China targeted by 'SlowTempest' espionage cyberattacks, critical infrastructure at risk
What's the story
Cybersecurity researchers at Securonix have uncovered a sophisticated espionage campaign dubbed "SlowTempest" targeting organizations within China. The campaign, leveraging Tencent's cloud services, appears to be focused on gaining access to critical infrastructure, potentially for espionage, data exfiltration, or even sabotage. The attack primarily targets Chinese-speaking users with Cobalt Strike payloads, likely delivered through deceptive emails.
Stealth tactics
Attackers remain undetected for over two weeks
The attackers behind this campaign have demonstrated significant stealth capabilities, remaining undetected within the targeted systems for more than two weeks. The origin and attack vector of this operation remain unknown.
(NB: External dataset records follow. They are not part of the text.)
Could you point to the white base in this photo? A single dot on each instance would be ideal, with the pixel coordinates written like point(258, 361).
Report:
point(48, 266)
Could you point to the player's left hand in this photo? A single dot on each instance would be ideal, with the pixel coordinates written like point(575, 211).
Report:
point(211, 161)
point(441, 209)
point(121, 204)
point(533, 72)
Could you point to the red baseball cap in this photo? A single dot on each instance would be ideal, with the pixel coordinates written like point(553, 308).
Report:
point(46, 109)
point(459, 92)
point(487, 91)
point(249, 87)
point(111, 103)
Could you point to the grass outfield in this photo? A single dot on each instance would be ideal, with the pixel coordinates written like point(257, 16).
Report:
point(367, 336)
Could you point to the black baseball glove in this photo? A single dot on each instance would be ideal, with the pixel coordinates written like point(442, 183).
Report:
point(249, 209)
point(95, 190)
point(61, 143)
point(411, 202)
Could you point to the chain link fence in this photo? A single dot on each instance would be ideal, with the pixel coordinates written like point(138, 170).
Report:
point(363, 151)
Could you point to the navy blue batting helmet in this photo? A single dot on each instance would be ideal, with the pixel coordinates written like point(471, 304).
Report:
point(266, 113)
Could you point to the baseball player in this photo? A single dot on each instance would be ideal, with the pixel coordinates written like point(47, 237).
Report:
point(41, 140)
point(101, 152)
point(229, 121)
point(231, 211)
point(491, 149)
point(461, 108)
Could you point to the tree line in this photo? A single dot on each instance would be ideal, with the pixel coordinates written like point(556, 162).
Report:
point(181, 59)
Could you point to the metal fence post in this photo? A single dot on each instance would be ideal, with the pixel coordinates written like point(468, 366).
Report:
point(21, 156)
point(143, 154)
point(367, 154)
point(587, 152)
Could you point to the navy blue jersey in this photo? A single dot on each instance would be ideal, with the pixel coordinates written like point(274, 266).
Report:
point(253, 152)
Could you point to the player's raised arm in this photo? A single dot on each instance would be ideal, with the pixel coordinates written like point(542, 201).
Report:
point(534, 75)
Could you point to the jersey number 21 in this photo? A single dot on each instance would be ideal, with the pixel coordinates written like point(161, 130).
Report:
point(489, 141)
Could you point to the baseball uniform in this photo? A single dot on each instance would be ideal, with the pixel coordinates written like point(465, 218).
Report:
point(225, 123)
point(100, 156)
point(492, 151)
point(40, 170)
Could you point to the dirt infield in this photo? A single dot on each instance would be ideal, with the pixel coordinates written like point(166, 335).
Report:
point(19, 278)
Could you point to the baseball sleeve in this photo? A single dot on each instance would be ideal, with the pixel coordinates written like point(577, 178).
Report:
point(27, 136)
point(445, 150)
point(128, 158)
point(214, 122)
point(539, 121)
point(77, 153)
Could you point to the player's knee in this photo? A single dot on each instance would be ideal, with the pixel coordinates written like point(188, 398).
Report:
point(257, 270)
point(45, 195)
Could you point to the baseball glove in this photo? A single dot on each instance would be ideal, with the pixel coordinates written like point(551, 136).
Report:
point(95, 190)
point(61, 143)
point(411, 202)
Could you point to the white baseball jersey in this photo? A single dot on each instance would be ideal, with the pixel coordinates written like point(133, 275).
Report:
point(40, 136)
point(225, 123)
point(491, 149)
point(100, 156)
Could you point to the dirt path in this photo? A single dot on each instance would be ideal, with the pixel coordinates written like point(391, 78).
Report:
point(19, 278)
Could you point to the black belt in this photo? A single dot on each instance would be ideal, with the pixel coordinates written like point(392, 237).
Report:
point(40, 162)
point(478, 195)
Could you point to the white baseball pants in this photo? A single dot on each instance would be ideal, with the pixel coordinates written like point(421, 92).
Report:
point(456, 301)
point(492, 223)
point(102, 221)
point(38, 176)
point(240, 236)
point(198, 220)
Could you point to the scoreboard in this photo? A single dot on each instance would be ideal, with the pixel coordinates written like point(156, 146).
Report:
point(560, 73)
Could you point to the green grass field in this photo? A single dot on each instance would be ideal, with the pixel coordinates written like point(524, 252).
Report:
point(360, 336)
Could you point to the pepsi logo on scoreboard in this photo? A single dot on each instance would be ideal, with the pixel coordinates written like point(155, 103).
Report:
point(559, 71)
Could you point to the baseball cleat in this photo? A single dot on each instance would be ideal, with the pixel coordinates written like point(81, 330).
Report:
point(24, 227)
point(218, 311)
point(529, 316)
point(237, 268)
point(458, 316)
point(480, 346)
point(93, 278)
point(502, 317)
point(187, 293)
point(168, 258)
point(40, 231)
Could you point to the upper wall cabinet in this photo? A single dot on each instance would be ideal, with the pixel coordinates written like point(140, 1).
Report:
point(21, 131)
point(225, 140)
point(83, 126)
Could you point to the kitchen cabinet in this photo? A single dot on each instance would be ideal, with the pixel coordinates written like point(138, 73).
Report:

However, it has been established that the attack begins with phishing emails containing compressed Zip files titled titled "20240739人员名单信息.zip" - which translates to "Personnel list information."
Target identification
Phishing emails target specific Chinese sectors
The phishing emails used in this attack appear to target specific Chinese business or government sectors. This is suggested by the filenames used in the campaign, which indicate a focus on entities employing individuals who adhere to 'remote control software regulations.' Upon opening these deceptive files, code is executed from within nested directories referencing "MACOS."
Exploitation technique
Attackers exploit DLL path traversal vulnerability
The attack involves a pair of files named dui70.dll and UI.exe, hidden within several directories. The latter file is a renamed version of a legitimate Windows executable named LicensingUI.exe. The attackers exploit a DLL path traversal vulnerability to sideload any DLL with the same name upon execution of the renamed UI.exe by the LNK file. This technique appears to be new as no previous reports involving LicensingUI.exe have been identified.
Total control
Attackers gain total control over host
Once the UI.exe is executed, a malicious DLL that serves as an implant for the notorious Cobalt Strike attack toolkit injects itself into the Windows binary "runonce.exe." This action grants the attackers complete control over a host. Following this, they deploy several other pieces of malware to further their objectives.
Persistent access
Attackers establish persistent access in victim networks
The attackers have been observed establishing persistent access within victim networks, and moving laterally using remote desktop protocol. Their targets include information on Active Directory configuration and public IP addresses. All the IP addresses used in this attack were hosted at Tencent, including its cloud object storage service. The campaign has been named "SlowTempest" due to the attacker's patience and persistence in achieving their goals.